Ну, что ж, дорогие мертвечане… похоже, что автор настоящего художественного произведения захотел и смог положить конец злоупотреблениям, молчаливыми свидетелями которых Вы стали, ибо как же иначе расценить все, что в данный момент происходит на этих страницах?
Впрочем, мы уже у цели. Перед вами – здание городской тюрьмы особенно бесчеловечного режима. Разгневанный народ входит в тюрьму без боя, ибо охранники со всей очевидностью чувствуют себя союзниками демонстрантов. Охранники обнимают и целуют штурмующих, фактически мешая им предаваться штурму. Штурмующие отпихивают от себя охранников, брезгливо вытирая рукавами губы и прочие поцелованные ими участки лица и тела.
А вот и места заключения наших национальных героев. Перед вами дверь в карцер Марты, заботливо отпираемая одним из охранников, – влажными своими губами охранник тянется к находящемуся ближе других штурмовику.
– “Новости с того света”. Что Вы испытываете сейчас, Зеленая Госпожа?
– Еще минуту назад я испытывала воздействие рентгеновских лучей на живой организм. Но в данный момент я пока ничего больше не испытываю, поскольку не понимаю, что вообще происходит…
– Происходит победа разума над невежеством, добра над злом, прогресса над стагнацией!
– Обычно в случаях, когда происходит победа разума над невежеством, добра над злом и прогресса над стагнацией, я испытываю большую радость. Ее, стало быть, я поспешно начинаю испытывать и сейчас.
– А вот и Ваши соратники: любимый всеми нами Ближний и… что это за женщина неземной красоты рядом с ним?
– Это Кузькина мать – после воздействия на нее рентгеновскими лучами. Будущая супруга Ближнего.
– Я… будущая супруга? Скажете тоже, Марта! Неужели Вы думаете, что я выйду замуж за ближнего своего? Зачем же подвергать его… подвергать его браку, когда сказано: возлюби ближнего своего!

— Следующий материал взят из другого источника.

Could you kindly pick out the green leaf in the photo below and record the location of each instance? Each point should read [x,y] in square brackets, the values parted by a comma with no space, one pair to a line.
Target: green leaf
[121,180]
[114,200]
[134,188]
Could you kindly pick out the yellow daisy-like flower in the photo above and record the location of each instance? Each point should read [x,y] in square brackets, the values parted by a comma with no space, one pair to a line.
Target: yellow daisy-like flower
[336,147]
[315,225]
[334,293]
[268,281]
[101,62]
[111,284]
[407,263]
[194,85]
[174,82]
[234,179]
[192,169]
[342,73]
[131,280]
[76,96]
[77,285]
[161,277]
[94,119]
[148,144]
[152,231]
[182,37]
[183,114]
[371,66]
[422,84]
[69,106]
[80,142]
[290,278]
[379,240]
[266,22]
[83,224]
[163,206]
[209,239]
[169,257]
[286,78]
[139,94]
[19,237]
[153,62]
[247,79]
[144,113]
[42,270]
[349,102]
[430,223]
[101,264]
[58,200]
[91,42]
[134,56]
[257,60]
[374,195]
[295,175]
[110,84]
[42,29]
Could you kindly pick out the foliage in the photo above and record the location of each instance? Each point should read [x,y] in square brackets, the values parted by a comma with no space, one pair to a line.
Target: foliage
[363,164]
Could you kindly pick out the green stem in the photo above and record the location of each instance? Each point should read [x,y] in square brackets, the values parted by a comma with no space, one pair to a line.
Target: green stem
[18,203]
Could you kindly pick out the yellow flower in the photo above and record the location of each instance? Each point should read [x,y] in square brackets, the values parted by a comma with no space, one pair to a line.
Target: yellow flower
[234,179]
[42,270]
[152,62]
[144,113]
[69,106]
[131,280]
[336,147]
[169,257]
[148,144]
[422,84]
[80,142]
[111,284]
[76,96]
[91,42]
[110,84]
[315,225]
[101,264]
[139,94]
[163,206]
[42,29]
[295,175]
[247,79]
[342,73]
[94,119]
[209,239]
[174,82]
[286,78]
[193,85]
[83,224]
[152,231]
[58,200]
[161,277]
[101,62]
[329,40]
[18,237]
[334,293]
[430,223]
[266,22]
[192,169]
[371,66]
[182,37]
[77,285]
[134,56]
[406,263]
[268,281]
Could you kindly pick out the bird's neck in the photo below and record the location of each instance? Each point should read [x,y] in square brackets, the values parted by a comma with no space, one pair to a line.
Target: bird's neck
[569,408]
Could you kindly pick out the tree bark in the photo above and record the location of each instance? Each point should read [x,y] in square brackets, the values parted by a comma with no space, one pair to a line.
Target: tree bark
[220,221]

Оставим их, наших национальных героев, за этими милыми препирательствами. Один из операторов сообщает нам, что за два квартала от городской тюрьмы особенно бесчеловечного режима наблюдаются подозрительные завихрения в небе. Кажется, к нам спускается Редингот, Японский Бог».
Появление Редингота в сиянии славы и в сопровождении Татьяны и Ольги вывело из строя телекамеры – сотрудникам информационной службы «Новости с того света» пришлось прекратить трансляцию передач с места эпохальных событий.
Змбрафль ликовал: Японский Бог спускался с неба, впервые имея на сахарных устах лучезарную улыбку. Жители Города Мертвых привыкли видеть его лицо сумрачным и встревоженным – и, между нами, им казалось, что Редингот – грозный Бог, безжалостно карающий правых и виноватых. На местных иконах его изображали сухим и изможденным, с орудиями пыток в руках: пронзительный взгляд Редингота буравил зрителей, а исходившее от всей фигуры сияние примораживало их непосредственно к месту преступления.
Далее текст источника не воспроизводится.